Gobierno, va a poner coto

A través de la futura Ley de Consumo Sostenible, el Gobierno modificará el artículo 20 del texto refundido de la Ley General para la Defensa de los Consumidores y Usuarios. El objetivo es obligar a las empresas a informar de forma «clara y comprensible» cuando se reduzca la cantidad o el número de unidades de un producto sin que ello suponga una bajada en el precio.

Consumo advierte de que esta práctica «debilita el principio de información veraz y clara, y puede inducir a error a las personas consumidoras, haciéndoles creer que están adquiriendo la misma cantidad de producto que antes, por el mismo precio».
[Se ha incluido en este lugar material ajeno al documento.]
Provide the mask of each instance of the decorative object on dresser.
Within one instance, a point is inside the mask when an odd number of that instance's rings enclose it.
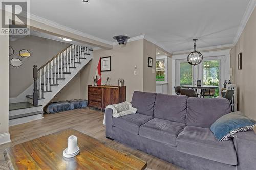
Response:
[[[88,106],[104,109],[108,105],[126,101],[126,86],[88,86]]]
[[[238,55],[238,69],[242,69],[242,53],[240,53]]]
[[[153,62],[153,59],[152,57],[147,57],[147,66],[148,67],[152,68],[152,63]]]
[[[100,71],[111,71],[111,56],[100,57]]]
[[[10,60],[10,64],[14,67],[18,67],[22,65],[22,61],[18,58],[13,58]]]

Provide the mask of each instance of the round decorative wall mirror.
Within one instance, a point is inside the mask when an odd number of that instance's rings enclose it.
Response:
[[[19,55],[23,58],[29,58],[30,57],[30,52],[27,50],[23,49],[19,51]]]

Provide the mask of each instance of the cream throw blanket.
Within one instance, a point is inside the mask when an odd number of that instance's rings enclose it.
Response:
[[[138,110],[136,108],[132,107],[132,104],[129,102],[124,102],[114,105],[109,105],[106,106],[106,110],[109,108],[113,110],[112,116],[115,118],[125,116],[128,114],[135,114]],[[104,125],[106,124],[105,111],[103,124]]]

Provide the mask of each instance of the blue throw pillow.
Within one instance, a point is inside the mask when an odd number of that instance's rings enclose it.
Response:
[[[255,126],[256,121],[237,112],[219,118],[210,129],[218,141],[225,141],[233,138],[236,133],[251,130]]]

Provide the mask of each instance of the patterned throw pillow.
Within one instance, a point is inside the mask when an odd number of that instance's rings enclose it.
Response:
[[[226,141],[233,138],[236,133],[250,130],[255,126],[256,121],[236,112],[221,117],[210,129],[218,141]]]

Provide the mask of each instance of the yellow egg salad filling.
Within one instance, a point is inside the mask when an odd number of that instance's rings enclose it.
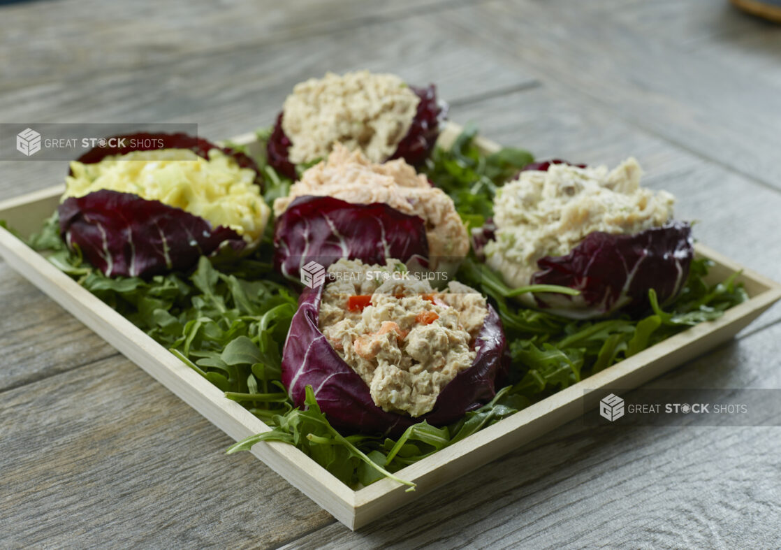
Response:
[[[251,245],[263,236],[270,210],[255,173],[212,149],[209,159],[185,149],[134,151],[95,164],[70,163],[62,200],[101,189],[133,193],[230,227]]]

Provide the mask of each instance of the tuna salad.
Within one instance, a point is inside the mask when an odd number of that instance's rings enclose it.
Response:
[[[275,216],[281,216],[294,199],[304,196],[330,196],[354,204],[383,203],[419,216],[425,222],[432,266],[443,259],[457,263],[469,250],[469,234],[453,200],[401,159],[378,164],[358,151],[337,144],[327,159],[301,174],[287,197],[274,202]]]
[[[472,366],[488,309],[469,287],[454,281],[434,292],[426,280],[407,279],[398,264],[342,259],[329,267],[333,280],[323,292],[319,328],[375,405],[416,417]]]
[[[637,161],[628,159],[612,170],[550,163],[546,170],[525,170],[497,191],[494,240],[484,248],[486,262],[511,287],[529,284],[546,256],[569,253],[594,232],[638,234],[664,226],[675,198],[640,187]]]
[[[444,109],[434,87],[411,88],[394,74],[327,73],[295,86],[268,143],[269,162],[295,178],[295,165],[324,159],[341,143],[382,162],[423,162],[439,134]]]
Por este motivo, buscan regular la información que las empresas deben proporcionar en estos casos, garantizando una mayor transparencia en el etiquetado y presentación de los productos.

En concreto, esta obligación se considerará cumplida cuando, en el punto de venta final, se indique de forma «legible y visible» la reducción en la cantidad envasada o en el número de unidades del paquete, así como el aumento de precio derivado de dicha modificación.

De la misma manera, la información deberá mantenerse «durante un plazo no inferior a 90 días desde la primera comercialización» del producto con sus nuevas características.